As with all the best stories in life making RETNE in virtual reality for Vive started with a coffee. You’ll know from previous blogs that my VR journey started in November 2016 in Reykjavik with Bjork's album Vulnicura. So getting back to Belfast I was absolutely focussed on wanting to work in VR and had started to draw, write and keep a list of VR ideas. By the time Luke McNeice from Kainos and I met for a coffee, I had over thirty ideas to share and discuss. He took these back to his developers and quickly came up with a list of yes, tricky, very tricky. Anything tricky or very tricky was out immediately.
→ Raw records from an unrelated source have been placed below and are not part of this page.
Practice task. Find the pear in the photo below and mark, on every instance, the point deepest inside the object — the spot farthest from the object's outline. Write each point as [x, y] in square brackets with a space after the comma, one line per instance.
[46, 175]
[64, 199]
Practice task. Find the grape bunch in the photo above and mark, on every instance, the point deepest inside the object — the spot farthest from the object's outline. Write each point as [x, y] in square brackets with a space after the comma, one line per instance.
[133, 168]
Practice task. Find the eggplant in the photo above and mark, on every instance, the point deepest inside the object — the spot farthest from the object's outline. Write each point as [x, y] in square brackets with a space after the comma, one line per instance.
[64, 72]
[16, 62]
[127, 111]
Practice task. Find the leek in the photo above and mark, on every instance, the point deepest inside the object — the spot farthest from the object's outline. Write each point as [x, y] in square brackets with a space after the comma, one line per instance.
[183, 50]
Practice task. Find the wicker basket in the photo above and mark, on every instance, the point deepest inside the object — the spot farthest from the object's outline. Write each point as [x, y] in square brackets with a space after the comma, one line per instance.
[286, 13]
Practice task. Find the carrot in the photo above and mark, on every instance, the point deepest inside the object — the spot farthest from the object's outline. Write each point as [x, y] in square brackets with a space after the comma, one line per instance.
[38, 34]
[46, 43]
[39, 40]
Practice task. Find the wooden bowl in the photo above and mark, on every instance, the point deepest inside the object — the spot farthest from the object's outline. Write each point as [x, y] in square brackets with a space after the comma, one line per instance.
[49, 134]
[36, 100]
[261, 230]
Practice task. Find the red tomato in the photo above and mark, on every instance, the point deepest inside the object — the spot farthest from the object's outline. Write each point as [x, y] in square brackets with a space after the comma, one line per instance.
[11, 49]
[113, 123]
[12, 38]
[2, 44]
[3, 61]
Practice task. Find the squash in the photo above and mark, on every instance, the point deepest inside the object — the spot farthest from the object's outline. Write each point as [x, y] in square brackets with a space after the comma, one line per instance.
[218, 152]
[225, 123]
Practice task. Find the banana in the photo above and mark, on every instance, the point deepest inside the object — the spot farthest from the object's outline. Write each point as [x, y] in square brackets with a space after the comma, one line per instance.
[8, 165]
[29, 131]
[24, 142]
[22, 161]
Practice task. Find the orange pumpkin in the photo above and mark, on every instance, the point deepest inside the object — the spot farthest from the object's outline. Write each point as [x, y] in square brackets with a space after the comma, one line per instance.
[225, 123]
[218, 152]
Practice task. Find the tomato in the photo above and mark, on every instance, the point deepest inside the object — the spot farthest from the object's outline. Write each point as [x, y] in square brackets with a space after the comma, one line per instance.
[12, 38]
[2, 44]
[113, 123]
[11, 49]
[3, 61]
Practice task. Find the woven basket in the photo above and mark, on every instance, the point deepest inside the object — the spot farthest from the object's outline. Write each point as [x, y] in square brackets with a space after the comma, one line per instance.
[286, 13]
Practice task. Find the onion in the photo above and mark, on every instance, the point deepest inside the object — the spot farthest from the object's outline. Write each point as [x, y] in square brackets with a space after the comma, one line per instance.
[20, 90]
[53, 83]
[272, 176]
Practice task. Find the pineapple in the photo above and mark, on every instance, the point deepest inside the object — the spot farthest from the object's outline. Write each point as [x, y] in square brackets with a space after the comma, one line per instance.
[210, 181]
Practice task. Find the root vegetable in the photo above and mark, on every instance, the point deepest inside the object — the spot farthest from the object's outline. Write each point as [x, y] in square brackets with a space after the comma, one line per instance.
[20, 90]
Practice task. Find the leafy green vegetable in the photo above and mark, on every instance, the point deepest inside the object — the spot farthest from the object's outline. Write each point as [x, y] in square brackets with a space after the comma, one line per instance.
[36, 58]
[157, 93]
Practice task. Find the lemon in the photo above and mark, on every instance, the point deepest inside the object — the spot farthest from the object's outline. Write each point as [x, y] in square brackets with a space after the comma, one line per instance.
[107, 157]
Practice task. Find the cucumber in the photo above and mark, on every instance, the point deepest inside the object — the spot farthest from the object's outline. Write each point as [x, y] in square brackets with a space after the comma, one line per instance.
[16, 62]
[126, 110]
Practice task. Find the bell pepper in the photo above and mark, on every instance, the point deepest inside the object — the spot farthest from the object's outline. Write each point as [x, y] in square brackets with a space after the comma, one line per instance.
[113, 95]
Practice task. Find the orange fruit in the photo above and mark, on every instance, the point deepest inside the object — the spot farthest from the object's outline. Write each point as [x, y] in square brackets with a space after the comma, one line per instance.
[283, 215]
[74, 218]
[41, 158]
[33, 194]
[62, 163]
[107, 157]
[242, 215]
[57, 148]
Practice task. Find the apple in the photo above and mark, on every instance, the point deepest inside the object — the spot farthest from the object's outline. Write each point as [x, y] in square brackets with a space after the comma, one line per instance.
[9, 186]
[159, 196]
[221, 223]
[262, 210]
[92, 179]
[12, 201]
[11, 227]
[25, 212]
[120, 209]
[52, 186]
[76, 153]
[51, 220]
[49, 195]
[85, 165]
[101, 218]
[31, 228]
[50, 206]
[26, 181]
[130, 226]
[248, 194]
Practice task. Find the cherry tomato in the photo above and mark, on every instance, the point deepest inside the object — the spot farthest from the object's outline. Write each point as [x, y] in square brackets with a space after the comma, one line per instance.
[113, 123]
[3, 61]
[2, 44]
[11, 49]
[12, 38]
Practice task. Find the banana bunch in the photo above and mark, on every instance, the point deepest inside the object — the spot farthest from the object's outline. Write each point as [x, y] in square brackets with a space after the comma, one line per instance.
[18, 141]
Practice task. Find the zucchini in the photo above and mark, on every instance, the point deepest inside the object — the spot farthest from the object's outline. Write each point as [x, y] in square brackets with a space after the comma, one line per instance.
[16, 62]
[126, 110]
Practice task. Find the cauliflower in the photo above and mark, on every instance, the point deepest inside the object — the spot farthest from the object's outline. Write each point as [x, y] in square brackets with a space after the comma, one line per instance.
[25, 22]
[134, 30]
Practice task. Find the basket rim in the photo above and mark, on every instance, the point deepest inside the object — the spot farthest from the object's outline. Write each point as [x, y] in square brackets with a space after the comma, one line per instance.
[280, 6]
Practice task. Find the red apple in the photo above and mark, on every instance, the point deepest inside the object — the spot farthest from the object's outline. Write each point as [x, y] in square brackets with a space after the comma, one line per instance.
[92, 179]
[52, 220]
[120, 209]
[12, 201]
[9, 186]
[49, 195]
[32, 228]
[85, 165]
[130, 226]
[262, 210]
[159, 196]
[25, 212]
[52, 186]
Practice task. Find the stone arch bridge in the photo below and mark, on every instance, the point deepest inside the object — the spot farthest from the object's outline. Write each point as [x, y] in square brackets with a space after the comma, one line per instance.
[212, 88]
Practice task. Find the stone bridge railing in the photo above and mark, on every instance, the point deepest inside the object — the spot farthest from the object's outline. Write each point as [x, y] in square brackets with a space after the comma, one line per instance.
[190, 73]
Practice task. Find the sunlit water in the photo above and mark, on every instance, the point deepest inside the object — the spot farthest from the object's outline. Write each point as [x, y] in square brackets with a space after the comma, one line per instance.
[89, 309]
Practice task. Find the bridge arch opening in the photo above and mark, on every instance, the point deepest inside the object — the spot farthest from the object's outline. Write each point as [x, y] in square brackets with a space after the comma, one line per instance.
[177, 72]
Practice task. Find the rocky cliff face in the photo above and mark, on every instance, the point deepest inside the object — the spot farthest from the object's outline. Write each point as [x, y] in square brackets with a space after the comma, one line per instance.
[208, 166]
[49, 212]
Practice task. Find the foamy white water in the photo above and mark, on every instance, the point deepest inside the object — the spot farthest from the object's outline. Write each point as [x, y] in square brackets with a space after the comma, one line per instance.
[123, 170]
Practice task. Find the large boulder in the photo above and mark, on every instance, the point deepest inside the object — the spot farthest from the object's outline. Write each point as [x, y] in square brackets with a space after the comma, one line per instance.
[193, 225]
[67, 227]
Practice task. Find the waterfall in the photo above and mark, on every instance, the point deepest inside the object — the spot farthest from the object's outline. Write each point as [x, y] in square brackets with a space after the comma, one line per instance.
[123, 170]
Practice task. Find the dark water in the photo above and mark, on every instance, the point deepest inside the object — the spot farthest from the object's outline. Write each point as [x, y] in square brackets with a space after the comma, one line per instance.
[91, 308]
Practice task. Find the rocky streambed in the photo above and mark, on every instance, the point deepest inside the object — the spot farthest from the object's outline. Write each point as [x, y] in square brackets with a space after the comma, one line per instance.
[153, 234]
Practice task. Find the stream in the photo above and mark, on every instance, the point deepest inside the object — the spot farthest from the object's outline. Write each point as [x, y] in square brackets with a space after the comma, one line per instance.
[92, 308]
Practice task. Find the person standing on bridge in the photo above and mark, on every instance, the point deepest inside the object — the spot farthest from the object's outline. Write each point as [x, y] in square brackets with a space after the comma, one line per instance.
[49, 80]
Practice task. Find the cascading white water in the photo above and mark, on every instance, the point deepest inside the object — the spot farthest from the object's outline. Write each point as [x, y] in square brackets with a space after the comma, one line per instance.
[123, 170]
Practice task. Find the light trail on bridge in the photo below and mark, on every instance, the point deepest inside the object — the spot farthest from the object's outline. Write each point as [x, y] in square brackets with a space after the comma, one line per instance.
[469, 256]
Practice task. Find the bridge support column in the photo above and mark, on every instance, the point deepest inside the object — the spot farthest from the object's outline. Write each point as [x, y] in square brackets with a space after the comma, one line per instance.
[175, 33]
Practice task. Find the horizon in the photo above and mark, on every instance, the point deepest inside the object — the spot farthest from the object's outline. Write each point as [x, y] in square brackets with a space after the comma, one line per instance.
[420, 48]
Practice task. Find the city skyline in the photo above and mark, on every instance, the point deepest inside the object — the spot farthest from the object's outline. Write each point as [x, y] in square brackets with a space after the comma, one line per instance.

This approach highlighted the collaborative aspect of RETNE from the start and not to get too precious about ideas - the engineering feedback was critical at the early stage because all this work helped us focus on the storyline as RETNE quickly developed. We knew we had this incredibly short time frame as our deadline was showcasing at SxSW17 in March. The questions we kept at the forefront all the way through the project were how do we want the user to feel? What can we do really well in a short time? What will make the VR experience bad? What are we limited by and what makes VR truly compelling? In short there are three key things, creative content that sparks the imagination; fully developed graphics and rendering that are executed with finesse and powerful storytelling that leaves participants wanting more.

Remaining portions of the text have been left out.